What is the Transformer architecture and why is it important?

Answer

The Transformer uses self-attention mechanisms to process all positions in a sequence simultaneously rather than sequentially like RNNs, enabling massive parallelization and better modeling of long-range dependencies. It consists of encoder and decoder stacks with multi-head attention, feed-forward layers, and residual connections.
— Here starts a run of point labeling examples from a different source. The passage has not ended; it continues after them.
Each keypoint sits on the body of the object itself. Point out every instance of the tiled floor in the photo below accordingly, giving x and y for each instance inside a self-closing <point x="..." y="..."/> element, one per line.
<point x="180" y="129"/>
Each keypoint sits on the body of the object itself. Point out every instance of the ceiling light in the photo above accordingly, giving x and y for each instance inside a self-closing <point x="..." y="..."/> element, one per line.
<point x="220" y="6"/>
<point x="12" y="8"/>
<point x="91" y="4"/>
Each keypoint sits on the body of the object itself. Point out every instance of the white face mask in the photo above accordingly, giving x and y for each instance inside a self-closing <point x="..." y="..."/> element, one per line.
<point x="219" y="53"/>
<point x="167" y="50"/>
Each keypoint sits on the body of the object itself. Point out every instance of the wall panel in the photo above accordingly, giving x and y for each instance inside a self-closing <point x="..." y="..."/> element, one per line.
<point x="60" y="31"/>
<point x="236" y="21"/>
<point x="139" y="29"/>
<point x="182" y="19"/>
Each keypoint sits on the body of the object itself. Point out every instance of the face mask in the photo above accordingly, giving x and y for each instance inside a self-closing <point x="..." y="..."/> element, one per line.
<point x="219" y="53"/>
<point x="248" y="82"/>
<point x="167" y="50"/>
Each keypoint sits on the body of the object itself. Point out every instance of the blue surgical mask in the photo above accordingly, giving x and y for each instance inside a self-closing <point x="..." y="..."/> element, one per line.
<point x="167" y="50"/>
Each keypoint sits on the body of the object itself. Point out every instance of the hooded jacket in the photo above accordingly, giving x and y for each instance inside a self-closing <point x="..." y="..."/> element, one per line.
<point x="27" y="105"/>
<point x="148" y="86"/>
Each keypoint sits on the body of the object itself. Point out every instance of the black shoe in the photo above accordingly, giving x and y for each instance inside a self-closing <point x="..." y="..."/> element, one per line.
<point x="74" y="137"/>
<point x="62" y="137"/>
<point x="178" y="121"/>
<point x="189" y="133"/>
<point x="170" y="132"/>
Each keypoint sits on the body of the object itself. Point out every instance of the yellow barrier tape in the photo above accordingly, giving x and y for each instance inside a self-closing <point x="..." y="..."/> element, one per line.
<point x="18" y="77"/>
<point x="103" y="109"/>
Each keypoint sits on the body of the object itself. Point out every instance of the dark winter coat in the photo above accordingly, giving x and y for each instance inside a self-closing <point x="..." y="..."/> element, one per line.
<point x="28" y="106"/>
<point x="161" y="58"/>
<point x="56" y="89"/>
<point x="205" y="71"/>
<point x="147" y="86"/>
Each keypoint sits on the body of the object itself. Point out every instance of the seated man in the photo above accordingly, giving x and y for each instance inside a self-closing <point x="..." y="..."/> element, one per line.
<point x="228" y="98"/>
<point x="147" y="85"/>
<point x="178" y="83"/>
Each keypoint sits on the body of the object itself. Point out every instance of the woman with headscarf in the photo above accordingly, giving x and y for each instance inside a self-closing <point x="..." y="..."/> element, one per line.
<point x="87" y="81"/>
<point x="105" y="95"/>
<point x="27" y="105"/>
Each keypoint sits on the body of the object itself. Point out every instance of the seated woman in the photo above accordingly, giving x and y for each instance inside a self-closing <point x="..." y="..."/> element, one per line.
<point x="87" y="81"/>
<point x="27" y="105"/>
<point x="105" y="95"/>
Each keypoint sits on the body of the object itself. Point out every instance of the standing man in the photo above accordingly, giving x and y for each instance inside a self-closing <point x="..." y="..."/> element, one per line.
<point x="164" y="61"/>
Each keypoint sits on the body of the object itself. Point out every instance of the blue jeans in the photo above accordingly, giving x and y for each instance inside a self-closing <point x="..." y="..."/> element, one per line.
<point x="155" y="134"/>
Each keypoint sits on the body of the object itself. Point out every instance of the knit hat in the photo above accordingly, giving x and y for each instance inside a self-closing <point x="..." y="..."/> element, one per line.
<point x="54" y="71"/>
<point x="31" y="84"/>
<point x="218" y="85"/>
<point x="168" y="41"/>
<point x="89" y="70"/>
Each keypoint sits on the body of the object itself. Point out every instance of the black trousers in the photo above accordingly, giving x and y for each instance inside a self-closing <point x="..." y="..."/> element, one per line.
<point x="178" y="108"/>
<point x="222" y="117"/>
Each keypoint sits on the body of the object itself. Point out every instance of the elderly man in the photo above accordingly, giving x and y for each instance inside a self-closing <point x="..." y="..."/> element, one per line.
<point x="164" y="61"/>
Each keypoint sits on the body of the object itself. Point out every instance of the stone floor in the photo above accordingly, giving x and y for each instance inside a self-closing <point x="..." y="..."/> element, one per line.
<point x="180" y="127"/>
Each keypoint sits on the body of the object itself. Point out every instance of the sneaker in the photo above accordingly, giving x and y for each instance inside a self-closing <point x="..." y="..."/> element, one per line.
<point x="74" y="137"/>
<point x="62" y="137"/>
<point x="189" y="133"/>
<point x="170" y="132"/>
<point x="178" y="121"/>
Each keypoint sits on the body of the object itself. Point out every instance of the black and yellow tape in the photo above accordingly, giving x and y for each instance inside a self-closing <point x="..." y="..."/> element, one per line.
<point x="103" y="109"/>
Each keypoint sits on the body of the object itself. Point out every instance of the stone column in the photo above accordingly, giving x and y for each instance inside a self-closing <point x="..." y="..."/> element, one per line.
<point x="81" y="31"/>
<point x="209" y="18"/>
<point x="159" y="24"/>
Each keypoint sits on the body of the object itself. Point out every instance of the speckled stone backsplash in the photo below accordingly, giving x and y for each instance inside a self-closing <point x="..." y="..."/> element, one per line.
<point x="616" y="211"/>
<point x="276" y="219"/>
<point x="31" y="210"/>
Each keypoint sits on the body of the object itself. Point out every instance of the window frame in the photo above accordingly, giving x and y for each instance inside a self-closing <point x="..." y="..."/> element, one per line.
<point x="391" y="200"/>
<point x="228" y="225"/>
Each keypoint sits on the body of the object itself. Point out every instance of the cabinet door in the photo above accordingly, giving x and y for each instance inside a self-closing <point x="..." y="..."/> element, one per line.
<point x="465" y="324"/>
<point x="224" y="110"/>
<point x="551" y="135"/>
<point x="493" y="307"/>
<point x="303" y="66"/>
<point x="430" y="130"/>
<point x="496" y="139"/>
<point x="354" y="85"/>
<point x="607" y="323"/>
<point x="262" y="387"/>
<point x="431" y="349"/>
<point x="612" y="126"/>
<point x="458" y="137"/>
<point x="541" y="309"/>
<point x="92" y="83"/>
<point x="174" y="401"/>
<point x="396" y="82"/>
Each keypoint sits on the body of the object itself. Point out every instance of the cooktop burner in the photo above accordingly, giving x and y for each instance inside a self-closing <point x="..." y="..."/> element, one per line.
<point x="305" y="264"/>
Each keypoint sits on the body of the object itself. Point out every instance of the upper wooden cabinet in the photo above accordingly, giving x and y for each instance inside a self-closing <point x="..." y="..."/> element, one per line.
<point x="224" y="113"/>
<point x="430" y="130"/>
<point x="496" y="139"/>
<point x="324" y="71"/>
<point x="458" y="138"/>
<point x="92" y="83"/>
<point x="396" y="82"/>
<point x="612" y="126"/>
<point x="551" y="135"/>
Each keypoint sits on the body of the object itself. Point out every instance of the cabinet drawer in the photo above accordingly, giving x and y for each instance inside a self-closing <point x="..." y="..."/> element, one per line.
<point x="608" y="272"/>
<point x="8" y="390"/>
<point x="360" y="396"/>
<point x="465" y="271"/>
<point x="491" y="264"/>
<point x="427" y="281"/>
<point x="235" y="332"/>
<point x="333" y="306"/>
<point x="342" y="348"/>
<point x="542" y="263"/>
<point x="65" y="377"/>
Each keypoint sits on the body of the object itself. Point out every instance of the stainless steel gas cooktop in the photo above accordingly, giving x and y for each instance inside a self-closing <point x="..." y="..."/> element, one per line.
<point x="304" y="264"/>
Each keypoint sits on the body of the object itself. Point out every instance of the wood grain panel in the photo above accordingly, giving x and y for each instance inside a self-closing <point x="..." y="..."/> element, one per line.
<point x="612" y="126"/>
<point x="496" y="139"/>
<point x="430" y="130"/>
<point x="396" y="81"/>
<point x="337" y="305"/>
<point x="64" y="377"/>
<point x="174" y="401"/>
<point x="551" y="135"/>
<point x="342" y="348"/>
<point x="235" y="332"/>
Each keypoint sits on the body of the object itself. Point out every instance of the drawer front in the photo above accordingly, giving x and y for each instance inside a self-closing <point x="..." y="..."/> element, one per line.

Transformers are the foundation of modern NLP models (BERT, GPT) and have been adapted for vision, audio, and multi-modal tasks.

Question 9

What is cross-validation and why is it useful?

Answer

Cross-validation splits the dataset into k folds, trains the model on k-1 folds, validates on the remaining fold, and repeats k times so each fold serves as the validation set once. The results are averaged to provide a more reliable estimate of model performance than a single train-test split. It reduces the impact of data splitting randomness and helps detect overfitting, especially valuable when the dataset is small.

Question 10

What is the difference between bagging and boosting?

Answer

Bagging (Bootstrap Aggregating) trains multiple models independently on random subsets of the data and combines their predictions (averaging for regression, voting for classification), reducing variance. Random Forest is a popular bagging method. Boosting trains models sequentially, with each new model focusing on the errors of the previous ones, reducing bias. XGBoost and AdaBoost are common boosting algorithms. Bagging reduces variance; boosting reduces bias.

Question 11

How does a Support Vector Machine (SVM) work?

Answer

SVM finds the hyperplane that maximizes the margin (distance) between two classes in feature space. Support vectors are the closest data points to the decision boundary that define the margin. For non-linearly separable data, the kernel trick maps inputs into a higher-dimensional space where a linear separator exists. Common kernels include linear, polynomial, and RBF (Gaussian).

Question 12

What is transfer learning?

Answer

Transfer learning reuses a model trained on a large dataset (source task) as the starting point for a different but related task (target task), significantly reducing the amount of labeled data and training time needed. Typically, early layers that capture general features are frozen while later layers are fine-tuned for the specific task. It is widely used in NLP (fine-tuning BERT, GPT) and computer vision (fine-tuning ImageNet-pretrained models).

Question 13

What is the vanishing gradient problem?

Answer

The vanishing gradient problem occurs when gradients become extremely small as they propagate backward through many layers, causing early layers to learn very slowly or not at all. This is especially problematic with sigmoid and tanh activations in deep networks. Solutions include using ReLU activations, residual connections (skip connections), batch normalization, LSTM/GRU cells for recurrent networks, and careful weight initialization schemes like Xavier or He initialization.

Question 14

Explain word embeddings and Word2Vec.

Answer

Word embeddings are dense, low-dimensional vector representations of words where semantically similar words are mapped to nearby points. Word2Vec learns these embeddings using either CBOW (predicting a word from its context) or Skip-gram (predicting context from a word) on large text corpora. The resulting vectors capture semantic relationships: for example, vector('king') - vector('man') + vector('woman') approximates vector('queen'). Modern approaches like BERT use contextual embeddings that vary based on surrounding words.

Question 15

What is the ROC curve and AUC score?

Answer

The ROC (Receiver Operating Characteristic) curve plots the true positive rate against the false positive rate at various classification thresholds. AUC (Area Under the Curve) summarizes the ROC curve as a single number between 0 and 1, where 1 represents perfect classification and 0.5 represents random guessing. AUC is useful because it evaluates model performance across all thresholds rather than at a single point, making it threshold-independent and robust for imbalanced datasets.